Dr Christina Stringer and Glenn Simmons, of The University of Auckland Business School’s Department of Management and International Business, together with the New Zealand Asia Institute, say reports from a Korean government joint investigation team are pointing towards the imminent arrest of four Korean officers suspected of assault and other serious charges.

This follows recent findings from the National Human Rights Commission of Korea, which released a strongly worded statement saying government officials and businesses in New Zealand had to take action to stop human resource breaches on chartered foreign fishing vessels or trigger possible “inter-state conflict.”

Mr Simmons, who has just returned from Iceland where he and Dr Stringer looked at sustainable value capturing practices in that country’s fishing industry, said the inter-agency investigation team has met with two Indonesian crew visiting Korea at the invitation of a Korean civic group, and will visit Indonesia later this month to conduct further investigations.

“The team has confirmed that foreign workers on South Korean deep-sea fishing vessels operating in waters off New Zealand’s coast have suffered violence and unfair labour practices,” he says.

“It has also requested that four Korean officers involved be booked on suspicion of assault and other charges.

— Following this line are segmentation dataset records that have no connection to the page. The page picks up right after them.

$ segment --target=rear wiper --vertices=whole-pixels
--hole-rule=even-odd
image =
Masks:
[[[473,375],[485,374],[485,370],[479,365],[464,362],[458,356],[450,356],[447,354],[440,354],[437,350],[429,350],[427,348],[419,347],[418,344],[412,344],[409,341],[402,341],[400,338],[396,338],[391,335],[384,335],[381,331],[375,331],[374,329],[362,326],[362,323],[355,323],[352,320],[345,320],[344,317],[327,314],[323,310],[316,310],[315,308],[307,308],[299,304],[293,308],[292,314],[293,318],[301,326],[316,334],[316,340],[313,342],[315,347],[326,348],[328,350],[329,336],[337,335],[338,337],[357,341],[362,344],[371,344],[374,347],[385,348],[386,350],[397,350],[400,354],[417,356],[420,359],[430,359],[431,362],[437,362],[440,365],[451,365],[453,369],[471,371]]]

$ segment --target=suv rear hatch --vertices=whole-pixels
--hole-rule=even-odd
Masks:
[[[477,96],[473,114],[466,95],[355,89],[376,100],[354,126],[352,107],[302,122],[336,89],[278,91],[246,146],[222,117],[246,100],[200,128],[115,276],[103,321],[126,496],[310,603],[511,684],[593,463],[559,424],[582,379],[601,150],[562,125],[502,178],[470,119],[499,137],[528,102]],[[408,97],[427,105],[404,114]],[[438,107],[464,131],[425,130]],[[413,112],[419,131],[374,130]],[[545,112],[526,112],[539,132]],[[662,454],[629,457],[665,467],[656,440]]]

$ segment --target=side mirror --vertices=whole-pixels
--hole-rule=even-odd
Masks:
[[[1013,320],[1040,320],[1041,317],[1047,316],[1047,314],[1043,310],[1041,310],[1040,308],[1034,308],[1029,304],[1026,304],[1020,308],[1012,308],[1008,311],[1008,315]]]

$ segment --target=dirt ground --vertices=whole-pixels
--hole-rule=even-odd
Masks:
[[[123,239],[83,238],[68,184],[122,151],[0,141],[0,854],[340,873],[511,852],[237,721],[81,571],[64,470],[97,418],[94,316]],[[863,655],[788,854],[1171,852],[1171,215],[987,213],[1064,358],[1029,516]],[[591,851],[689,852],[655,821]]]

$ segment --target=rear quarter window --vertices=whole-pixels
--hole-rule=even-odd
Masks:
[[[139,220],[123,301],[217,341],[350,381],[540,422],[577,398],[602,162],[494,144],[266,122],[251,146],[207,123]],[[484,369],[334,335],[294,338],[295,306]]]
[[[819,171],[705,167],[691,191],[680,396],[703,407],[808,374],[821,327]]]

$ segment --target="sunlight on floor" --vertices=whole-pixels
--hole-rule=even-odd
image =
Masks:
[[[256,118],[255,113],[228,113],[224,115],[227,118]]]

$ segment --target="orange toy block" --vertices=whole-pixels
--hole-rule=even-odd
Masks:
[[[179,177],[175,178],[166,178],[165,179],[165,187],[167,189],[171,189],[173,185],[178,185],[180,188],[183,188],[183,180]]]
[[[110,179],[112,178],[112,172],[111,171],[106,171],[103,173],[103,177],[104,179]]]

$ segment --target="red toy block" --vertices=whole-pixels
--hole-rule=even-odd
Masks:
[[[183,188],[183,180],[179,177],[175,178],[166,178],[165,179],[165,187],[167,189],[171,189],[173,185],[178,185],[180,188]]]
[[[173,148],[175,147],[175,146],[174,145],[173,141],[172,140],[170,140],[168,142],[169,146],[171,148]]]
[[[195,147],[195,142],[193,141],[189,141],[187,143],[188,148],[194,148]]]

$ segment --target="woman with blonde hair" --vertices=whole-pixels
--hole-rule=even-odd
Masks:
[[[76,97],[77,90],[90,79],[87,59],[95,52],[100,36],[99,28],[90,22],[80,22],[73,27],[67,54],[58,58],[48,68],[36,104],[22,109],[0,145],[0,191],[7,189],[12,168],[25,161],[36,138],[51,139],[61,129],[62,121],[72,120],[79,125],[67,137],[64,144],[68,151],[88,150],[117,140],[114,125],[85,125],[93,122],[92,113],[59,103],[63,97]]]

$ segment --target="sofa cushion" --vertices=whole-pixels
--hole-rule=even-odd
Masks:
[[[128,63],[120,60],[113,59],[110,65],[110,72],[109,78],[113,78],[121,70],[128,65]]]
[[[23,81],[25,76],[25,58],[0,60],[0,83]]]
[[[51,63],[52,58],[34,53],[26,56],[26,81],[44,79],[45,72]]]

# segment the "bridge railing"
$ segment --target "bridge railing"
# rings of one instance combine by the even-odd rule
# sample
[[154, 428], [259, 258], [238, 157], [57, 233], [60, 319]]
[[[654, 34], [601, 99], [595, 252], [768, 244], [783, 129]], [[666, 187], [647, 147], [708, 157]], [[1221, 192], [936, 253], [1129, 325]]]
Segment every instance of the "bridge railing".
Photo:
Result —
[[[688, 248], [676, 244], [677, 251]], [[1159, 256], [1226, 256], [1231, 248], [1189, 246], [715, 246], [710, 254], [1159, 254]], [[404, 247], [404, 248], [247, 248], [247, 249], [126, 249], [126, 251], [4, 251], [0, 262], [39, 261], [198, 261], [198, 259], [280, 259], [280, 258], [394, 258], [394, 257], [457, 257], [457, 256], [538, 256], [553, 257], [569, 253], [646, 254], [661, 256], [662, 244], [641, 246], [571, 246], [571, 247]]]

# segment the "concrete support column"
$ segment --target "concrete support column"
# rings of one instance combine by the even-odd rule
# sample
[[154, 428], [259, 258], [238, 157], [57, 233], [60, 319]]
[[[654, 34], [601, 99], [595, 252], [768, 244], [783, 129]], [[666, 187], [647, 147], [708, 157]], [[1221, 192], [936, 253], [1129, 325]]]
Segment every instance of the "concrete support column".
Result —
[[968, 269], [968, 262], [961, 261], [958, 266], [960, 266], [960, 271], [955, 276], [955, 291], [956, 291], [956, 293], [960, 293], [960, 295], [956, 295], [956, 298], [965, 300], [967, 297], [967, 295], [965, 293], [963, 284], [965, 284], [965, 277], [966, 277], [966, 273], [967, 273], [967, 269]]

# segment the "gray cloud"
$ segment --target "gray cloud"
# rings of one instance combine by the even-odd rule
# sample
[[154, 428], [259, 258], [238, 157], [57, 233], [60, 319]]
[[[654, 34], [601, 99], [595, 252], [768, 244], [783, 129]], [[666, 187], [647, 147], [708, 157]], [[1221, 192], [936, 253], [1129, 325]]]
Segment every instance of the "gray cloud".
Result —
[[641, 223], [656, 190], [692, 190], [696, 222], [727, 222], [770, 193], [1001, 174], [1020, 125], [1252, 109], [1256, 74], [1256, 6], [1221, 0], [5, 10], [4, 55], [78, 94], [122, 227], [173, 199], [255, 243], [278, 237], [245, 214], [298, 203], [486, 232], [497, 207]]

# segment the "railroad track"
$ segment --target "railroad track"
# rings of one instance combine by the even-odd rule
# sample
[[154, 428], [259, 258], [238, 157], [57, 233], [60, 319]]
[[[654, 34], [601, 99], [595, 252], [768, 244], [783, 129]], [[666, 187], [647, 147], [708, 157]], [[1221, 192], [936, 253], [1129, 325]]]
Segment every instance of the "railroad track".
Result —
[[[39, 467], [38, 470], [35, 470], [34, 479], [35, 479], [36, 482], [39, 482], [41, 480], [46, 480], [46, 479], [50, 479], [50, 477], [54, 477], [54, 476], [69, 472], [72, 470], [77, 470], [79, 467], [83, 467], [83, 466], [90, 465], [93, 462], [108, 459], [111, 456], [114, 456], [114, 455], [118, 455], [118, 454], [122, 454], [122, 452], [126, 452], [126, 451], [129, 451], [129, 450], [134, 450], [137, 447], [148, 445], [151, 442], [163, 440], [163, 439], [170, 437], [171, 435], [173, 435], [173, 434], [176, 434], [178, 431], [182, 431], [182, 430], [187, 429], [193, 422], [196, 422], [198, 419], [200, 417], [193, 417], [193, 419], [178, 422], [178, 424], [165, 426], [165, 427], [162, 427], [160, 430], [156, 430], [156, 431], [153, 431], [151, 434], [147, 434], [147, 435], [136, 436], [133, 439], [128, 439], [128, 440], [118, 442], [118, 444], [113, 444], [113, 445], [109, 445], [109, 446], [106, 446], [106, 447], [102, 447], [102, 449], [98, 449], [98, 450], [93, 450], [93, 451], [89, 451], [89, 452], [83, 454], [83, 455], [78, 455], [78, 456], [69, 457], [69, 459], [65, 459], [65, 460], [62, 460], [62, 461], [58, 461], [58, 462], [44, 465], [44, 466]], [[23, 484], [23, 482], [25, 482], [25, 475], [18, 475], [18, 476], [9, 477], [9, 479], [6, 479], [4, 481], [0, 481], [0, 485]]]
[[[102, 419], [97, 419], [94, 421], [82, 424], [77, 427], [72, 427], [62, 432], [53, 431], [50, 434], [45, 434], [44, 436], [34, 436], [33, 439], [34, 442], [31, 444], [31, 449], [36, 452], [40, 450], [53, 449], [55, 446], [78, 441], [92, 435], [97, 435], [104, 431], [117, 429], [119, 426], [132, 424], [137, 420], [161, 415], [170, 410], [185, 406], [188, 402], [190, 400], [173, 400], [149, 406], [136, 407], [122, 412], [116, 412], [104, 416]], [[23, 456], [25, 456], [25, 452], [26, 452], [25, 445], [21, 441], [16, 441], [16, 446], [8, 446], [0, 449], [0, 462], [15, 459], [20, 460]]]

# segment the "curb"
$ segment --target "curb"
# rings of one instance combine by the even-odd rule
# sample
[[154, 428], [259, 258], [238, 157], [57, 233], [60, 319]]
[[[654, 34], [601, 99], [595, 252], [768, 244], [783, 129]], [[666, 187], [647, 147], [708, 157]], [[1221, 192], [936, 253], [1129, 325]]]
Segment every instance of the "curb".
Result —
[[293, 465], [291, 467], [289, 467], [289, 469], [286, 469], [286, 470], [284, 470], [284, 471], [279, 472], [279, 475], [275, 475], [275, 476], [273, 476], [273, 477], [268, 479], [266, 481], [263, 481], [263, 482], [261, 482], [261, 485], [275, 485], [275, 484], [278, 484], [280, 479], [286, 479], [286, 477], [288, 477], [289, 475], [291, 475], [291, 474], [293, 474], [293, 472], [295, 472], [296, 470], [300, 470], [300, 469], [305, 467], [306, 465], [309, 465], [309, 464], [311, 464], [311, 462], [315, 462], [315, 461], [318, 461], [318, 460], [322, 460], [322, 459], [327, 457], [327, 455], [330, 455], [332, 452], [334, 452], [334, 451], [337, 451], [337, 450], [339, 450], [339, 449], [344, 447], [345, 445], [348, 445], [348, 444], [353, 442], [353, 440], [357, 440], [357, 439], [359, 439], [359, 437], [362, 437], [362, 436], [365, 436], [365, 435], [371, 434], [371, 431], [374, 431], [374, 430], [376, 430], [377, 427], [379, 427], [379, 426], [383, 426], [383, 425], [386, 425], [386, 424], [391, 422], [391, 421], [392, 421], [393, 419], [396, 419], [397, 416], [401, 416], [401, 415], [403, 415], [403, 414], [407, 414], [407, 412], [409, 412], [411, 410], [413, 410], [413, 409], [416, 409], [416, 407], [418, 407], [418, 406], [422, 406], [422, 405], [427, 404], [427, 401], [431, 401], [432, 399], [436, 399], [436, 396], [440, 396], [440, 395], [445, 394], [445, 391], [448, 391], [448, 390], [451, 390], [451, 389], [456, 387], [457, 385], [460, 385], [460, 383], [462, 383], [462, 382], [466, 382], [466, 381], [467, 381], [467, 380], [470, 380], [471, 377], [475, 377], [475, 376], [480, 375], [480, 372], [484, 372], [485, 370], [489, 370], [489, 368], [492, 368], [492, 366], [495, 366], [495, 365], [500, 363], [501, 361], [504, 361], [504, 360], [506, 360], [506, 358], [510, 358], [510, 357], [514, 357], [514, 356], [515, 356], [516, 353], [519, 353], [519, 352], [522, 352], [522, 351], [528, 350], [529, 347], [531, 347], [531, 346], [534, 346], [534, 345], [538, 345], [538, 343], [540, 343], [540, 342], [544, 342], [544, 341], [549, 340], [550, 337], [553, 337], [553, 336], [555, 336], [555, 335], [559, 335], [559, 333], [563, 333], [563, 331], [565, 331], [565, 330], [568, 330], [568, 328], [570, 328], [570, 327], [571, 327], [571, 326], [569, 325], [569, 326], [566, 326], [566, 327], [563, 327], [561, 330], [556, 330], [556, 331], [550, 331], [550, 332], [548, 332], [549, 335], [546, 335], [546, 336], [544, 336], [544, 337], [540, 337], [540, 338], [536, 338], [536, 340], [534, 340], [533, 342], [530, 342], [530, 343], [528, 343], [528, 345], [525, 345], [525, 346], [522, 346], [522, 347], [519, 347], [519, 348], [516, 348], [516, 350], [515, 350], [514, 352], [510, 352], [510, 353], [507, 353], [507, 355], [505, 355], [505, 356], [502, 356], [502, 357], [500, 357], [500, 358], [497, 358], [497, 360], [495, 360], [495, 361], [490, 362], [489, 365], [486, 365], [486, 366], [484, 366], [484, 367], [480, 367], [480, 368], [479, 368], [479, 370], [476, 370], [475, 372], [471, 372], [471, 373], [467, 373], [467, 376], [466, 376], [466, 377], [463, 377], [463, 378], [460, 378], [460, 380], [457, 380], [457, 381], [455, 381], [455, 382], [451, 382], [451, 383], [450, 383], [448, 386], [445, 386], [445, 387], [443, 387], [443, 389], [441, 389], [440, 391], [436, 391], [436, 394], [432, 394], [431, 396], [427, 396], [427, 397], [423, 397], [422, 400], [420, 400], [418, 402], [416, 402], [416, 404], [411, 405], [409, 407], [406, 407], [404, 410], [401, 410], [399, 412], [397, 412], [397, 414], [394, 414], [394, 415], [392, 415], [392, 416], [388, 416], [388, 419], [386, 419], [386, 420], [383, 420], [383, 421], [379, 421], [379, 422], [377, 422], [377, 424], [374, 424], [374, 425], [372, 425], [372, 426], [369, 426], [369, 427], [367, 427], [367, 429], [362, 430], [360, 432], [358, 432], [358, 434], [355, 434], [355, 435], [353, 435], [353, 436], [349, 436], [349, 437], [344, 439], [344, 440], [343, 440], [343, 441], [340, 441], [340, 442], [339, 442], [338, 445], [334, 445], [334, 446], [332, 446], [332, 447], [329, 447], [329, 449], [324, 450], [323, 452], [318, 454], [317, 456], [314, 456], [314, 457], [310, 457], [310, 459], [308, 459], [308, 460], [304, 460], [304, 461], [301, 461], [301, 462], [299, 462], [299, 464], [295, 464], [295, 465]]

That is the best news for us.”

The investigation team statement said it is also planning criminal charges against other firms denying foreign workers their severance pay and paid leave, and will be further investigating the guaranteeing of a minimum wage.

In the meantime, civic groups such as the Korean House for International Solidarity has petitioned Korea’s Human Rights Commission regarding the issue, which says a thorough investigation into physical, verbal and sexual harassment and wage discrimination is necessary to develop “preventative and remedial measures of human rights violations against foreign sailors in a deep-sea fishing vessel.”

The Commission, which lacks jurisdiction to properly investigate the complaints, instead urged Korea’s Minister of Food, Agriculture, Forestry and Fisheries, along with the Minister of Land, Transport and Maritime Affairs and the Minister of Foreign Affairs and Trade to undertake a joint high-level investigation with the Korean Coast Guard.

It has also instructed the president of Sajo Oyang Corporation – which owns some of the fishing vessels accused of human rights violations – to settle “matters of human rights violation” against mainly Indonesian sailors and make sure nothing like this happens again.

“Relevant institutions and business owners should strengthen remedial measures for the promotion and protection of human rights of employees from foreign countries, since human rights violations against them on the high seas or foreign soil are difficult to rectify and could trigger an inter-state conflict,” it said.

Last year, 32 Indonesian crew from Sajo Oyang-affiliated deep-sea fishing vessel Oyang 75 and seven from the Shin Ji, both of which had been fishing quota in New Zealand’s exclusive economic zone, walked off their vessels en masse. They claimed they had been subjected to a raft of human rights abuses including sexual abuse, violence and their wages withheld.

A New Zealand Government Ministerial Inquiry supported the workers’ claims in February and made 15 far-reaching recommendations. In May, the Primary Industries Minister David Carter and Labour Minister Kate Wilkinson announced that, following a transition period, foreign charter vessels would be banned from New Zealand waters.

The transition period will include stronger monitoring and enforcement, tougher safety monitoring of vessels and the placement of ministry observers on all vessels.